Damian Bathersby
Damian Bathersby Sunshine Coast Daily

My heroes are a bunch of weirdos!

EVERY now and then I like to pay homage to my heroes.

Last time it was some bloke whose name I have now forgotten.

I've also forgotten what he did to earn my admiration but I'm sure it was something really special.

The problem with my heroes is that they're a bit out of left field.

Unlikely heroes, if you like.

In fact, if I'm going to do this, I think it's about time I gave the honour a title.

How about Damian's Unlikely Heroes?

DUH! for short.

Don't worry, it'll grow on you.

Anyway, I have a new hero today ... and once again, I can't for the life of me remember his name.

But this is the bloke who got sick of his teenage daughter posting racey images of herself on Facebook and decided to take revenge.

So every time she posts a photo of herself wearing a tiny pink tank top and pouting provocatively at the camera, he slips into a tiny pink tank top and posts the same photo of himself.

My wife showed me on Facebook the other night and I almost wet myself laughing (at least I blame the laughter - age can be a cruel thing when it comes to bladders).

I have to point out that this bloke is no Brad Pitt or Liam Hemsworth.

He's probably in his 40s, more than a few kilos overweight and should have a full body wax more often than he does.

So picture that in a tiny pink tank top, pouting at the camera.

Or reclining on the lounge in a short nightie.

Or out for a run in a singlet and shorts.

Down the beach .... you get the idea.

It's a different spin on Aussie comedian Celeste Barber, who's done a series of Facebook posts in which she's taking the mickey out of the selfies posted by celebrities.

Kim Kardashian posts a provocative photo of herself showing off her bootie while wearing next to nothing - Celeste does the same.

Only Celeste hams it up so badly that you can't help but laugh.

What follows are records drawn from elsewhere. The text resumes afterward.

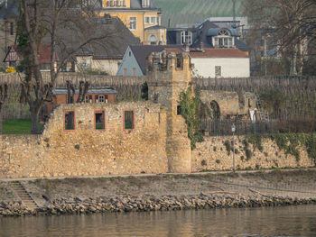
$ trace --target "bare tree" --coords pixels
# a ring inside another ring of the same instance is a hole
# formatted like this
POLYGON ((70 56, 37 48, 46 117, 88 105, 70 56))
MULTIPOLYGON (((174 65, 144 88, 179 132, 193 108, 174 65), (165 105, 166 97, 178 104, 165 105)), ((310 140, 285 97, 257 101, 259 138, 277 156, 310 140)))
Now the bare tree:
MULTIPOLYGON (((115 48, 121 24, 111 27, 102 24, 93 5, 81 5, 76 0, 21 0, 21 32, 25 34, 27 48, 23 57, 29 60, 27 73, 22 85, 22 98, 31 112, 32 133, 38 132, 41 108, 51 101, 51 90, 64 64, 79 50, 90 43, 115 48), (50 42, 51 81, 43 83, 39 60, 39 47, 50 42), (56 67, 56 53, 59 65, 56 67)), ((98 3, 98 1, 96 1, 98 3)))
POLYGON ((314 0, 246 0, 245 12, 252 29, 270 34, 276 49, 290 58, 291 75, 302 75, 306 44, 315 33, 314 0))
POLYGON ((0 134, 2 133, 2 105, 7 97, 8 86, 0 85, 0 134))

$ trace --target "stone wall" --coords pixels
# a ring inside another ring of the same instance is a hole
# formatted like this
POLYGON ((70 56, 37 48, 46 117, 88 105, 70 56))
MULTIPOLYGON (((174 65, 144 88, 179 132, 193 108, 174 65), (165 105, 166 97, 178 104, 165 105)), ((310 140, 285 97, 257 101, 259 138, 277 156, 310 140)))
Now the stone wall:
POLYGON ((200 100, 209 106, 215 101, 218 105, 222 117, 228 114, 249 114, 249 109, 256 108, 256 97, 250 92, 242 92, 238 95, 230 91, 202 90, 200 100))
MULTIPOLYGON (((247 151, 244 144, 244 136, 235 136, 236 169, 271 169, 271 168, 306 168, 313 167, 314 161, 309 158, 306 149, 300 147, 300 159, 285 154, 275 141, 270 139, 262 141, 263 150, 254 149, 248 143, 247 151)), ((233 151, 228 151, 225 142, 230 143, 232 136, 207 137, 203 142, 197 143, 192 150, 192 172, 202 170, 226 170, 233 168, 233 151)))
POLYGON ((0 178, 98 176, 168 171, 166 113, 150 102, 62 105, 41 135, 0 136, 0 178), (135 129, 124 129, 124 110, 135 113, 135 129), (64 114, 75 112, 75 130, 64 130, 64 114), (106 129, 95 129, 105 111, 106 129))

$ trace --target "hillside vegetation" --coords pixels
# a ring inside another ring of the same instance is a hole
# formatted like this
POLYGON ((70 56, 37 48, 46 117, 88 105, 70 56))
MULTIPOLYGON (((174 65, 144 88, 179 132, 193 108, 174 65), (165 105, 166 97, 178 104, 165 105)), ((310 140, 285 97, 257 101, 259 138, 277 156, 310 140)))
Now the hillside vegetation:
MULTIPOLYGON (((202 22, 209 17, 233 16, 232 0, 153 0, 162 9, 163 25, 202 22)), ((236 0, 236 14, 242 16, 244 0, 236 0)))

If Paris Hilton posts a photo of herself with a poodle peeking out of her Gucci handbag, you can just about bet Celeste will post one of herself with a bulldog peeking out of her Coles shopping bag.

So I was going to announce a joint DUH! award for the bloke whose name I can't remember and Celeste Barber ... then someone in the office started talking about the new phenomenon of parents who go away for Schoolies Week with their kids.

Apparently they're called "Poolies” and while the say their intentions are to ensure their kids are safe by staying someone close by (not in the same resort but a phone call away), I reckon it's the ultimate revenge for putting up with years of teenage attitude.

So we're going to have to split the DUH! Awards more ways than usual this year. Maybe a few thousand joint recipients.

I hope you don't mind.

You'll have to take turns keeping the trophy I'm going to organise when I get around to it.

It features a photo of me in a tank top, pouting at the camera.